Savaş ve Barış

Savaş ve Barış

Ünlü Rus edebiyatçı Lev Nikolayeviç Tolstoy (1828-1910), 1869 yılında edebiyat tarihinde iz bırakan eseri “Savaş ve Barış” isimli romanını yayınladı. Eser, dünyayı fethetmeye niyetlenmiş muhteris Napolyon’un, 1812 yılında Rusya’ya saldırısından ve bu olayın Rusya ve asillerinin yaşamına etkisinden bahsediyor. “Savaş ve Barış”, savaşın yol açtığı sosyoekonomik ve politik değişimler ve ruhsal karmaşalar nedeniyle hayatları alt üst olmuş, tutunacak bir yer arayan insanları anlatıyor aslında. Savaşın gerçek yüzünü tasvir eden en önemli yapıtlardandır. Neredeyse tüm dünya dillerine tercüme edilmiştir. 2009 yılında “Newsweek” tarafından hazırlanan “Top 100 Kitaplar” listesinde birinci olmuştur. Dünyanın kriz bölgelerinde gerçekleşen savaşlara ek olarak, büyük dünya savaşının tamtamlarının çaldığı bir dönemde okunası bir başyapıttır. Edebiyat severlere tavsiye ediyorum.  

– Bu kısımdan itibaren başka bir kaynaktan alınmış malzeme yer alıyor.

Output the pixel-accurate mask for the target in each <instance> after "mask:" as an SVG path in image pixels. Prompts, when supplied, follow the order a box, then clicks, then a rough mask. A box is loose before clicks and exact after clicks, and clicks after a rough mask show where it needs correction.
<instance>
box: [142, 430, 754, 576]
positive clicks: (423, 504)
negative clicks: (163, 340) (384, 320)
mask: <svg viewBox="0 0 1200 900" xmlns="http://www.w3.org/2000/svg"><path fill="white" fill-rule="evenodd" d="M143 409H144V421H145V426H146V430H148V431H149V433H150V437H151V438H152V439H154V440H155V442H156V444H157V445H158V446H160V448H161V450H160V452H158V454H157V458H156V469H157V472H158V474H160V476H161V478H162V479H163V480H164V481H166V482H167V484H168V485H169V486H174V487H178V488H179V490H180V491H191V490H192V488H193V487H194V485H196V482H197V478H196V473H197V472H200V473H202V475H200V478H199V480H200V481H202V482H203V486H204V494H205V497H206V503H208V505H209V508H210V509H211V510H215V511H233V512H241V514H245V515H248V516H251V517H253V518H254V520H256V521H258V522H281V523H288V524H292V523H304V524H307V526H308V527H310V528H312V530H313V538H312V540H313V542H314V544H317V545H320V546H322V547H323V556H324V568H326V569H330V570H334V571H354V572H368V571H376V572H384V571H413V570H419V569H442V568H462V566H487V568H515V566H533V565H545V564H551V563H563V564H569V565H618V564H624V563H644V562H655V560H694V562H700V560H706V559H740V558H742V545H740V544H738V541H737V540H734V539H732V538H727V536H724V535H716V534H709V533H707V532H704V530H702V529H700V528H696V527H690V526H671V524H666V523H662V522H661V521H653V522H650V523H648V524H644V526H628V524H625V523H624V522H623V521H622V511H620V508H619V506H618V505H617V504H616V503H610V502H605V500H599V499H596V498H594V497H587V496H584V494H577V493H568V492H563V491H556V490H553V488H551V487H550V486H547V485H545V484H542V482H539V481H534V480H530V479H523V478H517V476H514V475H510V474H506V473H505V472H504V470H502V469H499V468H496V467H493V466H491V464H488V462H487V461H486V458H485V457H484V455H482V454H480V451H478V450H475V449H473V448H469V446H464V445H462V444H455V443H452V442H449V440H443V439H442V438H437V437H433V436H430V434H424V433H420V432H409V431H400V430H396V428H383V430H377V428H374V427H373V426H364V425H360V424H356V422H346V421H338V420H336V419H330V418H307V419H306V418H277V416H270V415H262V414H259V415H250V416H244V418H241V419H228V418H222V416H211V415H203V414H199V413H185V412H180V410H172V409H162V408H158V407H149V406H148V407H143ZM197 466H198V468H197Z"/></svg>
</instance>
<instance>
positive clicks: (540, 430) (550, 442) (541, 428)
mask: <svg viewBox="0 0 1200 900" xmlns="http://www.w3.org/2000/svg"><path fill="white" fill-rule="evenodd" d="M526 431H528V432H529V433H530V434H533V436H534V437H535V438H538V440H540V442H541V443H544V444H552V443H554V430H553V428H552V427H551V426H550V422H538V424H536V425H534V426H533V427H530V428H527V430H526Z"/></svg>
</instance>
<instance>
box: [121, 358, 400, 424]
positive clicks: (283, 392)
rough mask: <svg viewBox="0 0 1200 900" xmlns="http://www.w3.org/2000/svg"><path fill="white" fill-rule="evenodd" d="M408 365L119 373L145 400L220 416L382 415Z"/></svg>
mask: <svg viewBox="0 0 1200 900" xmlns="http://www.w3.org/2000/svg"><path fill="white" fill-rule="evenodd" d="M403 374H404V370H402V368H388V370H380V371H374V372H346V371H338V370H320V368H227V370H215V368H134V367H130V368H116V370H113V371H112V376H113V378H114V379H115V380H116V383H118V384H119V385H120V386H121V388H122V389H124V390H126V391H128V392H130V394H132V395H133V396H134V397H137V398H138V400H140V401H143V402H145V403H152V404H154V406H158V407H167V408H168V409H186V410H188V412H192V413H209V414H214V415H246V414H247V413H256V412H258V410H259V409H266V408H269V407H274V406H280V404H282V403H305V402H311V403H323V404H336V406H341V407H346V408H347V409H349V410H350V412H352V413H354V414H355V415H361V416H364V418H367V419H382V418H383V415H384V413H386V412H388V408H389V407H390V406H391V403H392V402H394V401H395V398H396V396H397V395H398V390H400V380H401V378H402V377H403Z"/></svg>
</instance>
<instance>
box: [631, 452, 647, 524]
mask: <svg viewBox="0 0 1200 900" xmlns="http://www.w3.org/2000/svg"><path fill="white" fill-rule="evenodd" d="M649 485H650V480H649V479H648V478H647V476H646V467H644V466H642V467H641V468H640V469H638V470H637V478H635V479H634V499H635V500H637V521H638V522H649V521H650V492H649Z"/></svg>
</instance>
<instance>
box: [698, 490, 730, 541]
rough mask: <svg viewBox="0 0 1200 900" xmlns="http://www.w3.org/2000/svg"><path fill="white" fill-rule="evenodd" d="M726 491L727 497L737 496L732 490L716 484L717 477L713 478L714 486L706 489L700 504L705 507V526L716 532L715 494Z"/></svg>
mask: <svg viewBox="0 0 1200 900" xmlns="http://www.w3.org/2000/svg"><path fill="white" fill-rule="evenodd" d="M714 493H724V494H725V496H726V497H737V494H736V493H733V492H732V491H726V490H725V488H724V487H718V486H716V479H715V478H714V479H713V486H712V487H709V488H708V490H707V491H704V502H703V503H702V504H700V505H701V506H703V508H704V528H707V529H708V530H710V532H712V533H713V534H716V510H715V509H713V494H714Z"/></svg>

Yeryüzünde, dünya savaşına neden olabilecek büyük bir kargaşa ve kaos sürecine girdiğimizi haber veren analistlerin medyada sıkça boy gösterdiği bir dönemdeyiz. Batı’da mevcut yöneticiler, vatandaşlarına evlerinde kendilerine yetecek üç günlük erzak bulundurmalarını tavsiye ediyor. İçerisinde bulunduğumuz Avrupa, Rusya-Ukrayna savaşının başladığı zamana kadar, yetmiş yılı aşkın süredir savaşa mekân olmamış bir coğrafyadır. Şu an başta Almanya olmak üzere, tüm Avrupa Birliği ülkelerinde Rusya korkusu baş göstermiştir. Ukrayna’da durdurulamayacak bir Rusya’nın, yayılmacılık politikasına devam edeceği algısı vardır veya oluşturulmaktadır.

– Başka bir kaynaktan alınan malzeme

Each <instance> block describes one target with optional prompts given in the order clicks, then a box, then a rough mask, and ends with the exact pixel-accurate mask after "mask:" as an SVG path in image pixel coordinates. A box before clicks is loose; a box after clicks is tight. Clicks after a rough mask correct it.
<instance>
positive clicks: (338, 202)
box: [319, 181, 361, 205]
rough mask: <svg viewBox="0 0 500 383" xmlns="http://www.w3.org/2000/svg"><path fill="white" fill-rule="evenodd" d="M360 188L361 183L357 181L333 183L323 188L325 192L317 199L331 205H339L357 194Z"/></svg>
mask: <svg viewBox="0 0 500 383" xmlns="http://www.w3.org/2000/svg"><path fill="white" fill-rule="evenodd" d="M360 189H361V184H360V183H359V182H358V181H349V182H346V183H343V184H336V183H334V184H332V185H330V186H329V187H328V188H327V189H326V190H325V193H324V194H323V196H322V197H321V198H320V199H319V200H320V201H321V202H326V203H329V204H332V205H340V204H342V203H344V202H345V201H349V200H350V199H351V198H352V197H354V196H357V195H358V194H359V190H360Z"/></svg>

Bu noktada dikkat çekmek istediğim husus, Tolstoy tarafından resmedilen savaşın günümüz büyük dünya savaşını betimlemekten uzak olduğudur. Teknolojik gelişmelerin vardığı yükseklik, bütün bir insanlığı bütünüyle alaşağı edecek düzeye gelmiştir. Albert Einstein’a atfedilen; “3. Dünya savaşında hangi silahların kullanılacağını bilmiyorum. Ama 4. Dünya savaşında taş ve sopalar olacağını biliyorum.” sözü, olayı özetlemektedir. 

İnsanlık, silah sanayisi diye basitçe dillendirilen, ancak gerçekte kendi elleriyle geliştirdiği yakıp yıkma ve yok etme teknolojisinin acı sonuçlarıyla yüz yüze gelmeye başlamıştır. Siyasi, iktisadi ve askeri analistlerin aklı başında olanları, süper güç olarak nitelenen devletlerin, dünyanın üzerindeki canlıları iki bin defa yok edecek nükleer silah gücüne sahip olduklarını belirtiyor. Gelinen bu noktayı, profesyonelliğin gereği olarak çok sakin bir surette dillendirseler de, kulaklarımızın duyduğu karşısında dehşete kapılmamak mümkün değildir. 

Umalım ki, devletlerin yöneticileri bir akıl tutulması yaşayıp insanlığın ve doğanın felaketine yol açacak bir savaştan kaçınsınlar. En kötü barışın, en başarılı savaştan daha iyi olduğunun bilincinde olsunlar. Ve bir Rumeli türküsünde terennüm edilen “Mezar taşlarını Hasan, koyun mu sandın. Adam öldürmeyi Hasan, oyun mu sandın.” sözlerindeki manayı ciddiye alsınlar.